Он потушил сигарету – в пепельнице в виде выпотрошенного сверху ежа, – машинально придвинул к себе стопку технических описаний, взял верхнее, перелистнул титульный лист. «Малообъемный масляный выключатель МВ48-13К предназначен для…» Захлопнул и посмотрел на часы – просто так, ему не хотелось домой, он чувствовал, что нигде не найдет себе места – ни на работе, ни дома. Все говорят, что Бирюков был пьян. Елисеев говорит об этом равнодушно, как о чем-то само собой разумеющемся; Немцов – с облегчением, ему не отвечать; Михеич и Петр Александрович – сокрушенно; алкаш Быстрецов, не вылезающий из вытрезвителя, с гордостью за себя: «Я – я! – даже если через губу переплюнуть не в состоянии, в запитанный контур не полезу. У меня это – как инстинкт!» А Бирюков, пусть он и был пьян, и не лез в запитанный контур; пусть его действия были чудовищным, самоубийственным легкомыслием («не таким уж и чудовищным…»), – но он видел и был уверен, что линия отключена. Он не знал, что Николай перед уходом включит рубильник. И действительно… выключить – тоже глупость, если тебе уходить, но еще куда ни шло, – но включить?!
Есть ему совершенно не хотелось, но в двенадцать он пообедал: не было смысла не обедать, он просто продолжал жить по привычке. После обеда он занялся монтажом; работа его отвлекла, но он знал, что это вернется. Теперь ему все было ясно.

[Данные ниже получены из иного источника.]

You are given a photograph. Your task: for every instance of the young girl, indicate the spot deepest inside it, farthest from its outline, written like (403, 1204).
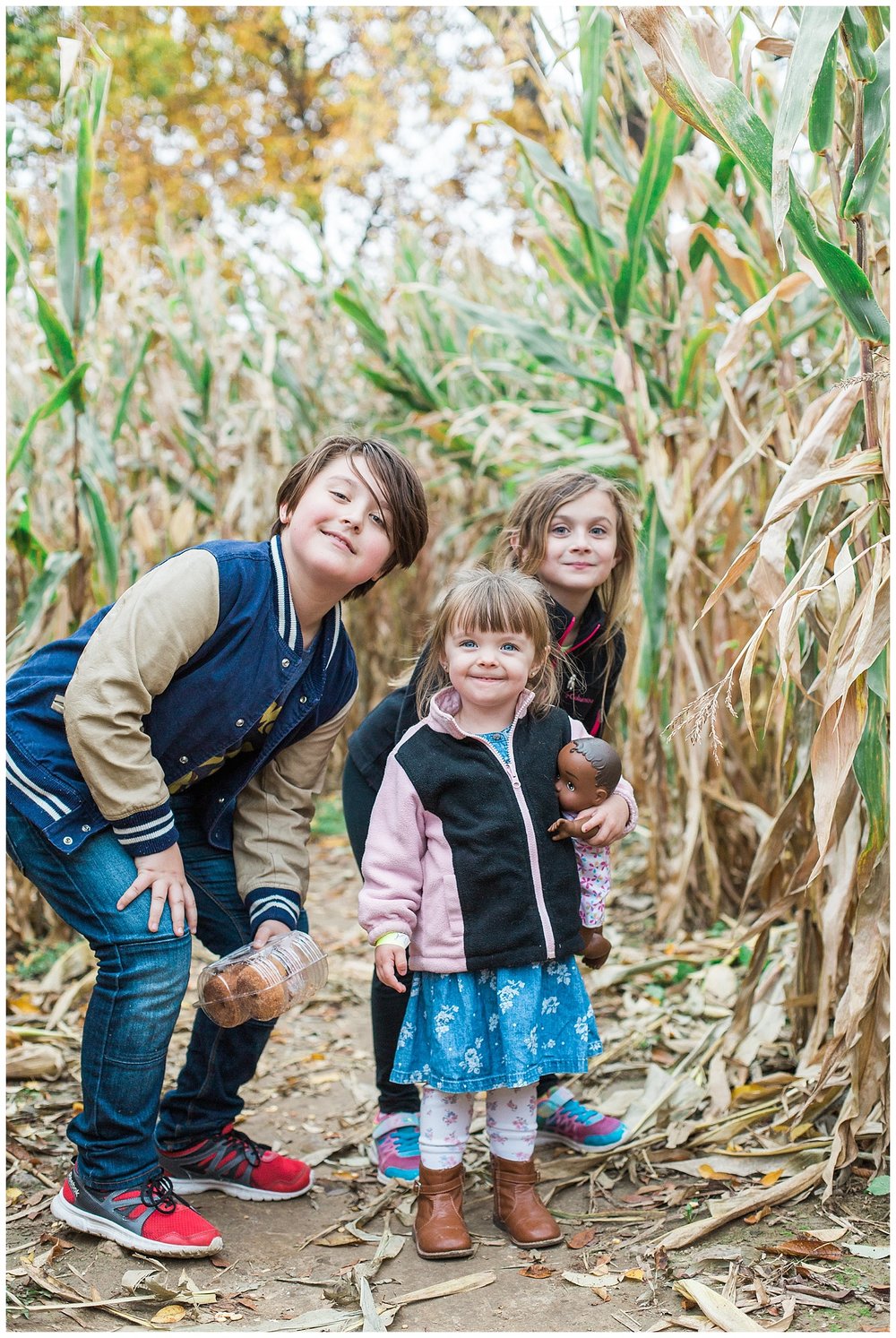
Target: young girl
(461, 868)
(173, 746)
(573, 531)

Вечером, подходя к проходной, он издалека увидел портрет, повязанный двухцветным траурным крепом. На столике перед ним (столик был из столовой, из-под белого покрывала торчали ободранные тощие ножки) отбрасывали кровавые отблески на освещенный окнами снег четыре багровые, перекрученные морозом гвоздики. Фотография была совсем молодой – наверное, увеличенная карточка из личного дела в отделе кадров: Бирюков проработал на заводе почти десять лет. На портрете ему было лет двадцать пять – еще никогда Николай не видел в траурном обрамлении такого молодого лица. Бирюков смотрел на него… никак, безо всякого выражения – быть может, еще потому, что переснятая и многократно увеличенная фотография получилась размытой, – и все равно Николаю трудно, почти неприятно было смотреть на нее – как на открытую рану, – он взглянул на нее и отвел глаза, но остановился – не уходил… Перед портретом стояла черная против света толпа человек в пятнадцать – не увеличиваясь и не уменьшаясь: кто-то подходил, кто-то в это же время уходил в проходную; женщины – слышно было – вздыхали, какая-то бабка, закутанная до пояса в серый козий платок, трубно сморкалась; мужчины стояли молча – кто-то жогнул трескуче спичкой, прикуривая… Вдруг его – неожиданно для него – охватил отвратительный страх. «А что, если узнают?!» – «Не узнают», – сказал кто-то внутри него. «А отпечатки пальцев?…» – «После тебя кто-то выключил, а потом Савватеев снова включил рубильник». – «Но под этими двумя – мои… без Бирюкова. Вдруг они умеют распознавать лежащие под другими отпечатки?…» Он вышагнул из толпы и пошел в проходную. Сзади мужской голос негромко сказал: «Пьяный был…» – очень спокойно кому-то сказал… навсегда отстраняясь от Бирюкова. «Ах ты тварь», – подумал он – о себе. Охранник взял его пропуск желтыми от курева пальцами и щелчком вбросил его в ячейку. Он вышел на улицу.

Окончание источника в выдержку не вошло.